Published Web Locationhttps://doi.org/10.1016/j.agwat.2014.10.010
© 2014 Elsevier B.V.. Nitrogen (N) pollution is a global environmental problem that has greatly increased the risks of both the eutrophication of surface waters and contamination of ground waters. The majority of N pollution mainly comes from agricultural fields, in particular during rice growing seasons. In recent years, a gradual shift from the transplanting rice cultivation method to the direct seeding method has occurred, which results in different water and N losses from paddy fields and leads to distinct impacts on water environments. The N transport and transformations in an experimental direct-seeded-rice (DSR) field in the Taihu Lake Basin of east China were observed during two consecutive seasons, and simulated using Hydrus-1D model. The observed crop N uptake, ammonia volatilization (AV), N concentrations in soil, and N leaching were used to calibrate and validate the model parameters. The two most important inputs of N, i.e., fertilization and mineralization, were considered in the simulations with 220 and 145.5kgha-1 in 2008 and 220 and 147.8kgha-1 in 2009, respectively. Ammonia volatilization and nitrate denitrification were the two dominant pathways of N loss, accounting for about 16.0% and 38.8% of the total N input (TNI), respectively. Both nitrification and denitrification processes mainly occurred in the root zone. N leaching at 60 and 120cm depths accounted for about 6.8% and 2.7% of TNI, respectively.
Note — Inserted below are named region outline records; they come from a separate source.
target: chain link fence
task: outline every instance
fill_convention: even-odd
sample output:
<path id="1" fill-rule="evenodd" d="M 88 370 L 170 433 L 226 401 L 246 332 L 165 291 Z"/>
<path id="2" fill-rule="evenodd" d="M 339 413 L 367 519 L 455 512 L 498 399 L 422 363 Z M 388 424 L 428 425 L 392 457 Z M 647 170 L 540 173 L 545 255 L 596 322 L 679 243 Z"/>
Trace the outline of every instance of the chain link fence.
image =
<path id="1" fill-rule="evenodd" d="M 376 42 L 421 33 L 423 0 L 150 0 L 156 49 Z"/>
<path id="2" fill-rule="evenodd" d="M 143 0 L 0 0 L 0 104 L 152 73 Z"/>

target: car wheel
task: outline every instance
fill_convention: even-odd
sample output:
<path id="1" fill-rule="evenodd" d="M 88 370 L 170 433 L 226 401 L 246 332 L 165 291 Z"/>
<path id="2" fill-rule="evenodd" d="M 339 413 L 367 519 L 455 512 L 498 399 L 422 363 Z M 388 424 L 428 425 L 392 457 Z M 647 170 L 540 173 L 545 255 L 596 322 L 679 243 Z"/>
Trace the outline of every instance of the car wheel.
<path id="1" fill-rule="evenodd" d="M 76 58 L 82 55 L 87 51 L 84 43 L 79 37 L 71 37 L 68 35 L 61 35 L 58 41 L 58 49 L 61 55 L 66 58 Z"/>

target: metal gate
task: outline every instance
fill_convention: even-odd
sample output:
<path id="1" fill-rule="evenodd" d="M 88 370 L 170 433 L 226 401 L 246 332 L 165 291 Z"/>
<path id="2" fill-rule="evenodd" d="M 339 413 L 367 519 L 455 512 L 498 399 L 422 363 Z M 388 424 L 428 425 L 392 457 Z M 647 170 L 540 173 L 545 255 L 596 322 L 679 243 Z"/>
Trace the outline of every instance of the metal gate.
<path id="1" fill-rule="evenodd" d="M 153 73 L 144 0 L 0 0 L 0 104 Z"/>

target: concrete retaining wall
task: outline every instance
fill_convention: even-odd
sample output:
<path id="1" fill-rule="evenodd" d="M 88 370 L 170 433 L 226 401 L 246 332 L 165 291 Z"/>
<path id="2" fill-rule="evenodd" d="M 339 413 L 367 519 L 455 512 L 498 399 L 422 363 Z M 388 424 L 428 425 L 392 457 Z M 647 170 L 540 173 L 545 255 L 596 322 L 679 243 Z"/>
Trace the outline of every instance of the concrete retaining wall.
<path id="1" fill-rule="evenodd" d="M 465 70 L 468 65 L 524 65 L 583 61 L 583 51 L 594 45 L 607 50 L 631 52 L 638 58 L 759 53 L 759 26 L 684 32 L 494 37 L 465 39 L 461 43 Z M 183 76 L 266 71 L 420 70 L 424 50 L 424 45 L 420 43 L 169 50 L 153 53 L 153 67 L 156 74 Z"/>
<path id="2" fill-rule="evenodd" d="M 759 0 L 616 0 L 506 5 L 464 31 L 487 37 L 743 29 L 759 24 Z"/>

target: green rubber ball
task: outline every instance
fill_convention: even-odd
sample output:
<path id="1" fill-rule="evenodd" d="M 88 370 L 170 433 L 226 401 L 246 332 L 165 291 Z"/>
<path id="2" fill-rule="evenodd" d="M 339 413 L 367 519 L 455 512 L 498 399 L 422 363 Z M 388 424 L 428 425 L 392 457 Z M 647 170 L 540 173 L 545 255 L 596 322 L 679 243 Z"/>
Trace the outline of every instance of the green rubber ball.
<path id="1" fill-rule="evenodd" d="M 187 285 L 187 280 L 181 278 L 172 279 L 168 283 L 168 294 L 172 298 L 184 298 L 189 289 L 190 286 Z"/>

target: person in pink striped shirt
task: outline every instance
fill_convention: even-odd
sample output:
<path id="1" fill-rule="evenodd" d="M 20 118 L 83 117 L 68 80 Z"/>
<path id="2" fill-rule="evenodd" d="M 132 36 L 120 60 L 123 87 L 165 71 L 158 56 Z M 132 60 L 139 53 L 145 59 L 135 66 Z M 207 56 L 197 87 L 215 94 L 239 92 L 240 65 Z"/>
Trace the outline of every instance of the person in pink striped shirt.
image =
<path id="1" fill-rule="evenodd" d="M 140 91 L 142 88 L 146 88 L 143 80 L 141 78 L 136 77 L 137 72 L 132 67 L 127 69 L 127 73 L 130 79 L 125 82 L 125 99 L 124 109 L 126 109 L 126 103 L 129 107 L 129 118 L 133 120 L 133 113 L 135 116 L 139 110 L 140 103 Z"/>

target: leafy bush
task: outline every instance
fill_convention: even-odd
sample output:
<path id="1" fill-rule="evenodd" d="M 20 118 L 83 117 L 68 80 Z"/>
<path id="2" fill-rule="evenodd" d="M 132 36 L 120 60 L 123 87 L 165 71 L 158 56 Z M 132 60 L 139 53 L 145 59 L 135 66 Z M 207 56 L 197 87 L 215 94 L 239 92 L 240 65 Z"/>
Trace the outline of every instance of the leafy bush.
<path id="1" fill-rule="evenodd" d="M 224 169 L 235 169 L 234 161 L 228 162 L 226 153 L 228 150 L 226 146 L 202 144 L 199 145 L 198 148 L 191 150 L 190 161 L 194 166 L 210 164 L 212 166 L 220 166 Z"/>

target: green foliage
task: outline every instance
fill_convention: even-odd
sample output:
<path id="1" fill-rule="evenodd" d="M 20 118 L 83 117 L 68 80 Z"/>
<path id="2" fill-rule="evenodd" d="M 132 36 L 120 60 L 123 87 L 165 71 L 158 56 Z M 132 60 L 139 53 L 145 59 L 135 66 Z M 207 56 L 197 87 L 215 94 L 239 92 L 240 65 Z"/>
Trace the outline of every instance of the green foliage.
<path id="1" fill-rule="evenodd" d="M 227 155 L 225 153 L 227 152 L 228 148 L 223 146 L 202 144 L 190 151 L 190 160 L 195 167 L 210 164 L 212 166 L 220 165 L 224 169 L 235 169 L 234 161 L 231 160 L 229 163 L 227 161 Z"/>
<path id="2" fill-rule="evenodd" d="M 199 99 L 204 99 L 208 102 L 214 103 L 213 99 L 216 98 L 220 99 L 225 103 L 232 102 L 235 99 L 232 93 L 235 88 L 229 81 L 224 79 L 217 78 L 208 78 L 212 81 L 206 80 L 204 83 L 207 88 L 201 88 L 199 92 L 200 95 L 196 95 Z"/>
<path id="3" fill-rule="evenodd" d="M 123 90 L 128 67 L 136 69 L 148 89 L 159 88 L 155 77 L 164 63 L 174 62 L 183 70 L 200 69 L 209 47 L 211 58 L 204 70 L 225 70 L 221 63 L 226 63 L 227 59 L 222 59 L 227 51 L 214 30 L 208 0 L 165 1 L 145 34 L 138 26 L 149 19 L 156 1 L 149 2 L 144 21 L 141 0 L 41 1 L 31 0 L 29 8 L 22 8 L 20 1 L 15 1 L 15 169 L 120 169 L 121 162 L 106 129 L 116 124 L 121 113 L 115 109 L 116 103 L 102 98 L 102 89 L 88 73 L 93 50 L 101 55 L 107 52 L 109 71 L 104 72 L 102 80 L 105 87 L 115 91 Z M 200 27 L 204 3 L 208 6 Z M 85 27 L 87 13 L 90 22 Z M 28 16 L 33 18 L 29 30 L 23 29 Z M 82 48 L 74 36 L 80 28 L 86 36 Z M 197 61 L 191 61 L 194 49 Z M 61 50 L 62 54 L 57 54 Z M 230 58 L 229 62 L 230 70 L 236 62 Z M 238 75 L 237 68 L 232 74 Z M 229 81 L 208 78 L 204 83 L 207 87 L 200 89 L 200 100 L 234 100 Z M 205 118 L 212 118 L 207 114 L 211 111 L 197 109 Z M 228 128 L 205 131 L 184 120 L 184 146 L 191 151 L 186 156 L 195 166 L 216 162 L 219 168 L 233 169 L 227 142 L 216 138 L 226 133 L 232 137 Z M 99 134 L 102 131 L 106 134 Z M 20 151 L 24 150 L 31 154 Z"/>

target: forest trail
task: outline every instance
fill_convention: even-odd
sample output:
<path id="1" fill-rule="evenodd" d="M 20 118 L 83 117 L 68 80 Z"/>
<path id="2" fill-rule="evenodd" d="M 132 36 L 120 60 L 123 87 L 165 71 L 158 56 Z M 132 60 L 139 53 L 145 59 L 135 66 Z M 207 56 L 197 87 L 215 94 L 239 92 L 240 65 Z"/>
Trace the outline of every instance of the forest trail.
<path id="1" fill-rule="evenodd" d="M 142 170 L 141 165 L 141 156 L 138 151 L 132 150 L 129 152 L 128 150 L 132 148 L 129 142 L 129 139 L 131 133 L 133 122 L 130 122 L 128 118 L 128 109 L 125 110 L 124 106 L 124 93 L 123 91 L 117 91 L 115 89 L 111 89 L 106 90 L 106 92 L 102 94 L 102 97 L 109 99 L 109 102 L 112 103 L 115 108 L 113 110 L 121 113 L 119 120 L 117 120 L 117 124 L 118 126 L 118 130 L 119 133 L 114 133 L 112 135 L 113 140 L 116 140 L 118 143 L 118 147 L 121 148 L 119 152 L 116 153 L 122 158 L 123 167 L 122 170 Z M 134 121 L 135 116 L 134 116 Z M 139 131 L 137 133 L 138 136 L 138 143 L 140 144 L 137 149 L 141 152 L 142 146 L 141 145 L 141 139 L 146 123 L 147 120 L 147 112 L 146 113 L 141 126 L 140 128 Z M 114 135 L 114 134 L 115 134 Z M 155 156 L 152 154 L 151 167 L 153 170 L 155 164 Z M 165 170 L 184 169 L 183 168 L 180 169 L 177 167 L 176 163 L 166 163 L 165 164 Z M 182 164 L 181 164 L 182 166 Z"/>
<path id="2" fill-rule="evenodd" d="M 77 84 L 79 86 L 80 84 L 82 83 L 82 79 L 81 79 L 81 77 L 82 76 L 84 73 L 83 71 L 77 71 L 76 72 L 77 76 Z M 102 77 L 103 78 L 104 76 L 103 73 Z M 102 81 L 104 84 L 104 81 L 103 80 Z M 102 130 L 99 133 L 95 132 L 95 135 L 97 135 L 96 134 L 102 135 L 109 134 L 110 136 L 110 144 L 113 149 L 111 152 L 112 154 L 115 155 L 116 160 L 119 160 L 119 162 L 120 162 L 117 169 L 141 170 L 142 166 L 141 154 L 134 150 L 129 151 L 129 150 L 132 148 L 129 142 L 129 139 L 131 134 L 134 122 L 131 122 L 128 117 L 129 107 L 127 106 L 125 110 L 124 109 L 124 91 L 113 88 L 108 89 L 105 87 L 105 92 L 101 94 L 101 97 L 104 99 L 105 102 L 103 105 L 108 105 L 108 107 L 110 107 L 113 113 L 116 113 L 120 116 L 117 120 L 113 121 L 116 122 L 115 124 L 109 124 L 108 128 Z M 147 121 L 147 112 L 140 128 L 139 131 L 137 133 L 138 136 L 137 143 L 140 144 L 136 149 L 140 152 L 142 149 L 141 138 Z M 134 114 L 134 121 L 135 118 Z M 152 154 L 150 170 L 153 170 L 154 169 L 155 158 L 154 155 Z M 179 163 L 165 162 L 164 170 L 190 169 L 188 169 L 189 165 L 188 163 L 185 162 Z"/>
The crop N uptake was 32.1% and 30.8% of TNI during the 2008 and 2009 seasons, respectively, and ammonium was the predominant form (74% of the total N uptake on average). Simulated N concentrations and fluxes in soil matched well with the corresponding observed data. Hydrus-1D could simulate the N transport and transformations in the DSR field, and could thus be a good tool for designing optimal fertilizer management practices in the future.